Page MenuHomePhabricator

pre 1.21 linktrail
Closed, DeclinedPublic

Description

linktrail was only exposed in the API in v1.21. We need to determine how we'll support pre v1.21.

Event Timeline

jayvdb raised the priority of this task from to Needs Triage.
jayvdb updated the task description. (Show Details)
jayvdb added a project: Pywikibot.
jayvdb subscribed.
Restricted Application added subscribers: Aklapper, Unknown Object (MLST). · View Herald TranscriptApr 30 2015, 6:40 AM

Copying a comment from https://gerrit.wikimedia.org/r/#/c/207179/3/pywikibot/family.py,cm

If we dig up the history of linktrails, we may be able to deprecate the family definitions without _much_ loss of functionality for older versions, and *increase* our support for older versions at the same time.

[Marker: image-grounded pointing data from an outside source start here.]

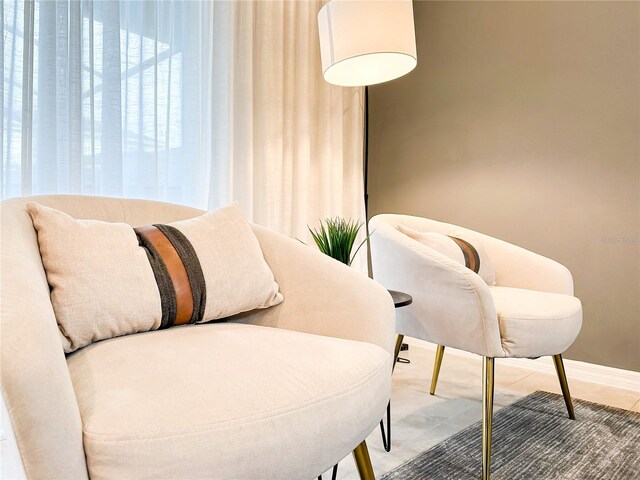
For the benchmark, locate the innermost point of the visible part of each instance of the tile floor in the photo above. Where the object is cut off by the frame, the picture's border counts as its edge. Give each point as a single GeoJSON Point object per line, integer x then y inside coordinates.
{"type": "Point", "coordinates": [420, 421]}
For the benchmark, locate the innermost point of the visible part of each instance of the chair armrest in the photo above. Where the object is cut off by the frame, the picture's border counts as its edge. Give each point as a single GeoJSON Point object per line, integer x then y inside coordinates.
{"type": "Point", "coordinates": [322, 296]}
{"type": "Point", "coordinates": [451, 306]}
{"type": "Point", "coordinates": [520, 268]}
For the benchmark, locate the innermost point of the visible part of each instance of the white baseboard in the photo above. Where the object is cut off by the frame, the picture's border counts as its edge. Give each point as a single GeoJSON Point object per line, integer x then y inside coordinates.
{"type": "Point", "coordinates": [575, 370]}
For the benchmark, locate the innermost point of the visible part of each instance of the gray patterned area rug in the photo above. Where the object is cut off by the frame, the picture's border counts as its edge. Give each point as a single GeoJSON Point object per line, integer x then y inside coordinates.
{"type": "Point", "coordinates": [534, 439]}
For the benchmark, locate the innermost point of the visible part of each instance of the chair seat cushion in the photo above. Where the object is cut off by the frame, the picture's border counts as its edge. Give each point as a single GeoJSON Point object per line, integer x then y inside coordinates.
{"type": "Point", "coordinates": [533, 324]}
{"type": "Point", "coordinates": [226, 401]}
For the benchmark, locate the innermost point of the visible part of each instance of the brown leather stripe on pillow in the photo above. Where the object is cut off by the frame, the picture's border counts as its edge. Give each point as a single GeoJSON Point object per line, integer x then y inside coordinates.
{"type": "Point", "coordinates": [194, 270]}
{"type": "Point", "coordinates": [471, 257]}
{"type": "Point", "coordinates": [176, 295]}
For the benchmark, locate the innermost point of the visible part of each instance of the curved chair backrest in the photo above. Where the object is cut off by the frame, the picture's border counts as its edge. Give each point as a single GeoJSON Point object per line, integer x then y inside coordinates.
{"type": "Point", "coordinates": [36, 385]}
{"type": "Point", "coordinates": [452, 305]}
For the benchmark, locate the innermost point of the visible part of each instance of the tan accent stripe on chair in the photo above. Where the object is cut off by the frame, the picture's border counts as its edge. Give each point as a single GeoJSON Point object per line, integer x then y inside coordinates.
{"type": "Point", "coordinates": [471, 257]}
{"type": "Point", "coordinates": [177, 272]}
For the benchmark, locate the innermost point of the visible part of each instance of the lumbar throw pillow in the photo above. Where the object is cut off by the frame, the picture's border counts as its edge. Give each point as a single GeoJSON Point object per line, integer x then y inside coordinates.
{"type": "Point", "coordinates": [109, 279]}
{"type": "Point", "coordinates": [462, 247]}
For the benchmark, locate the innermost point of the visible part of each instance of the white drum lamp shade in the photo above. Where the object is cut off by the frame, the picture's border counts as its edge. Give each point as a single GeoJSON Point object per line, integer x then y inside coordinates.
{"type": "Point", "coordinates": [365, 42]}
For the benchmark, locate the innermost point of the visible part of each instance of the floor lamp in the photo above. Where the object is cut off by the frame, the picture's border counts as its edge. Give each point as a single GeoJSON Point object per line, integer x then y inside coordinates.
{"type": "Point", "coordinates": [362, 43]}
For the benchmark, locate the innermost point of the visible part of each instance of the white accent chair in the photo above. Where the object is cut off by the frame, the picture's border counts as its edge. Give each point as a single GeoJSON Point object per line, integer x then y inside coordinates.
{"type": "Point", "coordinates": [279, 393]}
{"type": "Point", "coordinates": [530, 312]}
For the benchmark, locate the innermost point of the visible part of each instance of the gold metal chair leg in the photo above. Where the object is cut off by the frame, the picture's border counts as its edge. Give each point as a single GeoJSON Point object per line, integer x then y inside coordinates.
{"type": "Point", "coordinates": [487, 414]}
{"type": "Point", "coordinates": [396, 352]}
{"type": "Point", "coordinates": [436, 369]}
{"type": "Point", "coordinates": [363, 462]}
{"type": "Point", "coordinates": [562, 376]}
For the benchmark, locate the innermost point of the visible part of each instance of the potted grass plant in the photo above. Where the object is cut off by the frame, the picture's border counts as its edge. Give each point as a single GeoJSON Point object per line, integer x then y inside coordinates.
{"type": "Point", "coordinates": [336, 237]}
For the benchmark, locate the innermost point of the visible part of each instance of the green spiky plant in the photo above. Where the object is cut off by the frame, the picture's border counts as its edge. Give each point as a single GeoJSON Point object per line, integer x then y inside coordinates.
{"type": "Point", "coordinates": [336, 238]}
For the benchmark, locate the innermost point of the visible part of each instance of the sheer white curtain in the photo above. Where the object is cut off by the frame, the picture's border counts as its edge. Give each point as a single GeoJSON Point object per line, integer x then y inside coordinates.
{"type": "Point", "coordinates": [200, 103]}
{"type": "Point", "coordinates": [105, 98]}
{"type": "Point", "coordinates": [289, 144]}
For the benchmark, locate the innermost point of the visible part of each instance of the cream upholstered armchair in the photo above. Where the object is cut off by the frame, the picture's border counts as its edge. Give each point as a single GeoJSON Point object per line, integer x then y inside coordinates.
{"type": "Point", "coordinates": [529, 312]}
{"type": "Point", "coordinates": [217, 400]}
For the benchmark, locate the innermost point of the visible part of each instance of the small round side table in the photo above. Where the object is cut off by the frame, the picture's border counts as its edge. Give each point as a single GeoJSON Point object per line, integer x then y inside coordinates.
{"type": "Point", "coordinates": [400, 299]}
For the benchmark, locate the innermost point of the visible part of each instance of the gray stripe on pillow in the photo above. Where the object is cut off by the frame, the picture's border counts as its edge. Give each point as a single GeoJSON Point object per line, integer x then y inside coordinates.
{"type": "Point", "coordinates": [192, 266]}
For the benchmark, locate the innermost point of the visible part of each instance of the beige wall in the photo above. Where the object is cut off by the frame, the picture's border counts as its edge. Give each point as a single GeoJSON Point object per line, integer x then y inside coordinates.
{"type": "Point", "coordinates": [522, 121]}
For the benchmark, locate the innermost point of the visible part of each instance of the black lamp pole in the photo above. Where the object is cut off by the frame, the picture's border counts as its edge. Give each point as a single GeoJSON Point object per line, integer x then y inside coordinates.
{"type": "Point", "coordinates": [365, 153]}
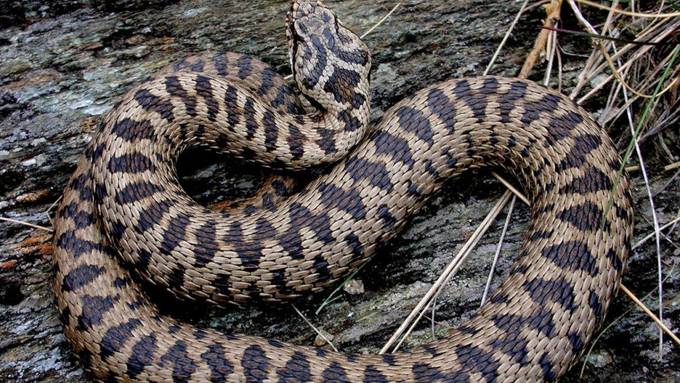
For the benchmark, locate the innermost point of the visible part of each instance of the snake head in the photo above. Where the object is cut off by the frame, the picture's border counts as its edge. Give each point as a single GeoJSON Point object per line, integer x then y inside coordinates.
{"type": "Point", "coordinates": [326, 57]}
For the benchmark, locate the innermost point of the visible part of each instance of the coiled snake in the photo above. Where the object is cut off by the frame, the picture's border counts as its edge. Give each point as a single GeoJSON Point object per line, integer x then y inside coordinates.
{"type": "Point", "coordinates": [124, 206]}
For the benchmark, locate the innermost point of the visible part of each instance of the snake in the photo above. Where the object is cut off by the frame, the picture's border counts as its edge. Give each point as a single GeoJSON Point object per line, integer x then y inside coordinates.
{"type": "Point", "coordinates": [125, 224]}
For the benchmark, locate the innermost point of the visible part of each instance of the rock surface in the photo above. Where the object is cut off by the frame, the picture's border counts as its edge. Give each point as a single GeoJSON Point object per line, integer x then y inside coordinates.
{"type": "Point", "coordinates": [62, 68]}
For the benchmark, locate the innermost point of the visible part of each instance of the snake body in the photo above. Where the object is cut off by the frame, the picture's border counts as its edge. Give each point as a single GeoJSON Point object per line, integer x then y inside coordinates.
{"type": "Point", "coordinates": [124, 207]}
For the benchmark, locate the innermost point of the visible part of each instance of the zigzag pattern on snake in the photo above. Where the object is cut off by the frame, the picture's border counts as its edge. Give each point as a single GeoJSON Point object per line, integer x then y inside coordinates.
{"type": "Point", "coordinates": [124, 207]}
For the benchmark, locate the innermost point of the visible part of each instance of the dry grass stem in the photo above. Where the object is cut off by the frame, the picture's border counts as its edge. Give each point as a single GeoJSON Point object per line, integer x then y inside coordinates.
{"type": "Point", "coordinates": [316, 330]}
{"type": "Point", "coordinates": [628, 13]}
{"type": "Point", "coordinates": [379, 23]}
{"type": "Point", "coordinates": [649, 313]}
{"type": "Point", "coordinates": [498, 250]}
{"type": "Point", "coordinates": [12, 220]}
{"type": "Point", "coordinates": [512, 188]}
{"type": "Point", "coordinates": [553, 11]}
{"type": "Point", "coordinates": [450, 270]}
{"type": "Point", "coordinates": [505, 37]}
{"type": "Point", "coordinates": [655, 220]}
{"type": "Point", "coordinates": [653, 234]}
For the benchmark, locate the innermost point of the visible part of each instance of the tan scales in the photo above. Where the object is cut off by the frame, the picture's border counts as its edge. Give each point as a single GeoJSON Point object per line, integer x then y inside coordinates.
{"type": "Point", "coordinates": [124, 205]}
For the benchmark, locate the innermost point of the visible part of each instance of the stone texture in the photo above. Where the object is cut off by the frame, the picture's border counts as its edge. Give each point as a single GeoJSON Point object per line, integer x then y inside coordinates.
{"type": "Point", "coordinates": [62, 68]}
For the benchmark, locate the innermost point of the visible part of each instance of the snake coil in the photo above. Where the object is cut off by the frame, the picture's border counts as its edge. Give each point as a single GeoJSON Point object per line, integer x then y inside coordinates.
{"type": "Point", "coordinates": [124, 207]}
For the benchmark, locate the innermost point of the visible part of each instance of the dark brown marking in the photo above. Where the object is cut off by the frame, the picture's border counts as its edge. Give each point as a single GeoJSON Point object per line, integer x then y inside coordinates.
{"type": "Point", "coordinates": [573, 255]}
{"type": "Point", "coordinates": [585, 216]}
{"type": "Point", "coordinates": [132, 131]}
{"type": "Point", "coordinates": [80, 276]}
{"type": "Point", "coordinates": [220, 367]}
{"type": "Point", "coordinates": [116, 336]}
{"type": "Point", "coordinates": [204, 89]}
{"type": "Point", "coordinates": [592, 180]}
{"type": "Point", "coordinates": [175, 89]}
{"type": "Point", "coordinates": [130, 163]}
{"type": "Point", "coordinates": [244, 65]}
{"type": "Point", "coordinates": [142, 355]}
{"type": "Point", "coordinates": [295, 370]}
{"type": "Point", "coordinates": [413, 120]}
{"type": "Point", "coordinates": [153, 103]}
{"type": "Point", "coordinates": [442, 107]}
{"type": "Point", "coordinates": [137, 191]}
{"type": "Point", "coordinates": [295, 142]}
{"type": "Point", "coordinates": [507, 100]}
{"type": "Point", "coordinates": [255, 364]}
{"type": "Point", "coordinates": [334, 373]}
{"type": "Point", "coordinates": [183, 367]}
{"type": "Point", "coordinates": [271, 131]}
{"type": "Point", "coordinates": [374, 172]}
{"type": "Point", "coordinates": [397, 147]}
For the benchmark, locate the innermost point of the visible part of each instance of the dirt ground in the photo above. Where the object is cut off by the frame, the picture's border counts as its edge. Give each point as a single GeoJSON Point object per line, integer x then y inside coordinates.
{"type": "Point", "coordinates": [64, 64]}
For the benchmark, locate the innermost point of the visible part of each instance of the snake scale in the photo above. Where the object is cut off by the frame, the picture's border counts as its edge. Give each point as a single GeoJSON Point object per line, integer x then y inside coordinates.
{"type": "Point", "coordinates": [124, 212]}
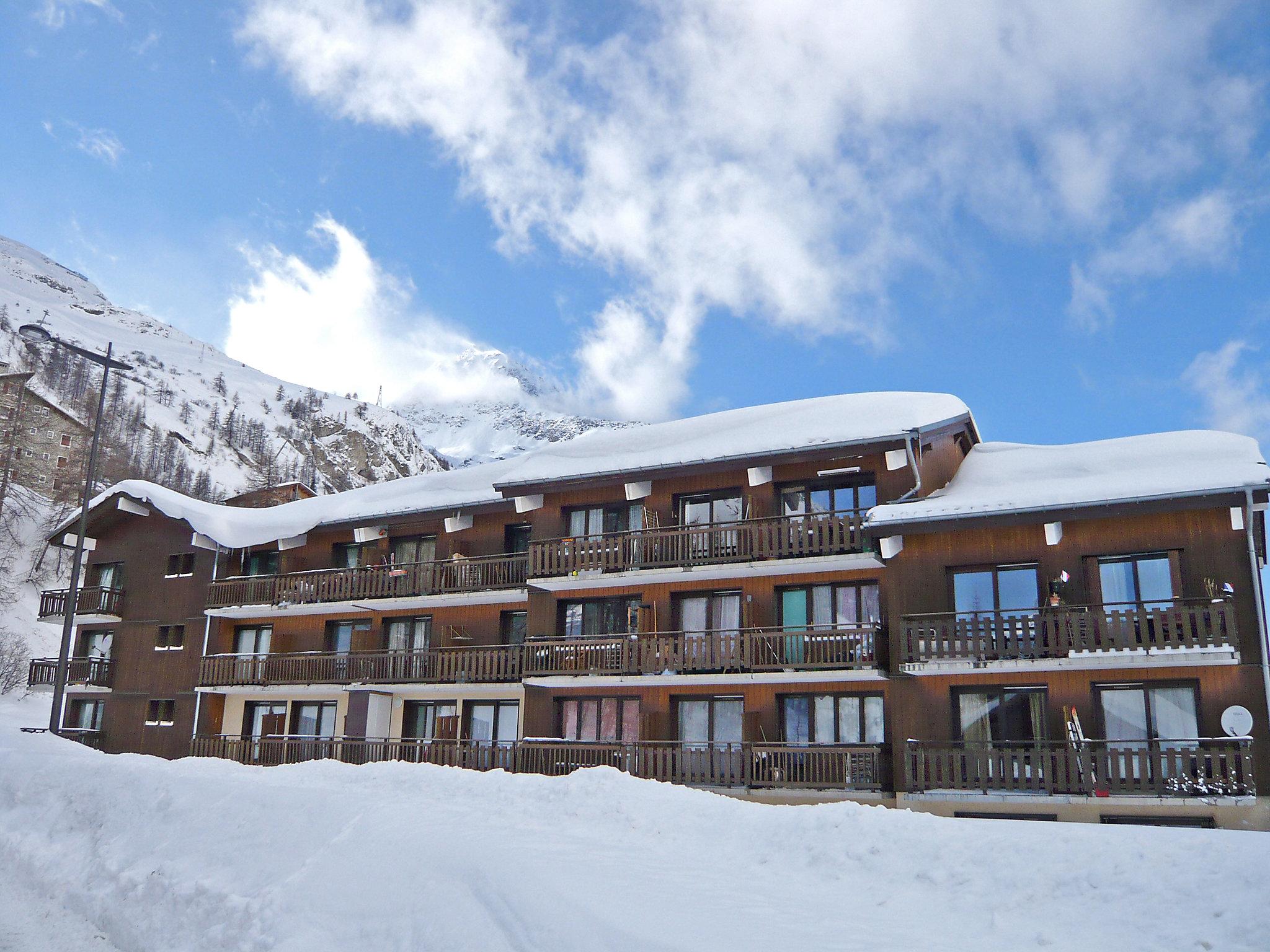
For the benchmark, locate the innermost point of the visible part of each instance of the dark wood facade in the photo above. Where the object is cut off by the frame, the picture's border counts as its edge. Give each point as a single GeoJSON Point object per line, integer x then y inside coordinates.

We'll need to look at any changes to regex in family.py to see if the commit messages give clues for specific choices made by previous pywikibot contributors.

The values are defined in the language files, but could be overridden by MediaWiki messages
https://www.mediawiki.org/wiki/Manual:MediaWiki_architecture#Localizing_messages
*however* I believe that overriding linktrail was using a MediaWiki: message was disabled for performance reasons.

Some wikis still have the MediaWiki: message, even thought it was not used, so that could be a fallback.
https://fr.wikipedia.org/wiki/MediaWiki:Linktrail
fr.wikipedia.org/w/api.php?action=query&meta=allmessages&ammessages=linktrail
on wmf wikis, often these messages have been deleted

As the value in those language files changed over time, our static hard-wired linktrail definitions in the Family class will be wrong on some older sites. So, what we have is not perfect, and we may be able to build an alternative which is also not perfect, but requires less maintenance.

The link trail was previously always quite close to 'unicode word', however there was a lot of problems with using pcre's 'unicode' functionality, which is why custom sets of permitted letters were added to the link trail per language.

If the python re unicode word matching is similar to the custom sets of letters in the mediawiki language files, it could be good enough as a generic fallback for pre 1.21

Another fallback strategy would be to store MW version language specific information (such as linktrail), on translatewiki , and fetch it from there. That way it is maintainable and reusable. We'd need to talk to the site maintainers about a page naming convention.

The change to using a unicode regex was here: https://www.mediawiki.org/wiki/Special:Code/MediaWiki/36253 , brought about due to T16512.

It would be interesting to see if that regex is 'close' to the effect of previous linktrail regex , as it might be usable as a default .

We will never get perfect parsing of old revisions unless we load the regex from the php source code of the relevant MW version used at the time of the revision. Which is an insane problem to solve and unlikely anyone cares about accuracy that much.

Xqt triaged this task as Low priority.Aug 26 2016, 7:46 AM
Xqt subscribed.

Support for MW < 1.23 will be dropped (T268979)